3. Common law claims

In count 6 of their counterclaim, all individual defendants seek a declaration that under Maine common law they are entitled to use the intertidal area on the Edwardses' land. The individual defendants are entitled to use that area to the extent allowed by the holdings in McGarvey v. Whittredge , 2011 ME 97, 28 A.3d 620; Bell v. Town of Wells , 557 A.2d 168 (Me. 1989), and other applicable cases.

C. Costs of court

The allocation of costs of court is based on a functional analysis of which party prevailed when the action is viewed as a whole. See Flaherty v. Mather , 2011 ME 32, ¶ 89, 17 A.3d 640, 663. When the resolution of the parties' claims is viewed in that light, the court concludes that the Town and the individual defendants are entitled to an award of costs.

The entry shall be:

Judgment issued by the court. For the reasons set out therein, the way located on the land owned by the plaintiffs, described in a deed recorded at book 4357 page 190 of the Knox County Registry of Deeds, is a public easement road pursuant to 23 M.R.S. § 3025.
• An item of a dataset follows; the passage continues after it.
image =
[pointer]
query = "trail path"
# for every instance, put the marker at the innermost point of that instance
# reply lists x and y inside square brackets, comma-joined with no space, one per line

Defendants and counterclaim plaintiffs Cynthia S. Blackman, Eliot A. Scott, Nathalie M. Scott and Willis A. Scott, Jr., as owners of land located at 34 Cooper's Beach Road and described in a deed recorded at book 1857 page 87 of the Knox County Registry of Deeds, hold easement rights to freely use the intertidal beach area located on the plaintiffs' land for bathing and boating purposes. They and defendant and counterclaim Constance Scott also are entitled to use said area to the extent allowed by Maine common law.

All other claims are either denied, or not reached and dismissed as moot.

All pending rule 50(d) pending for judgment as a matter of law are dismissed as moot.

The Town of Owls Head, Cynthia S. Blackman, Eliot A. Scott, Nathalie M. Scott, Willis A. Scott, Jr. and Constance Scott are awarded their costs of court.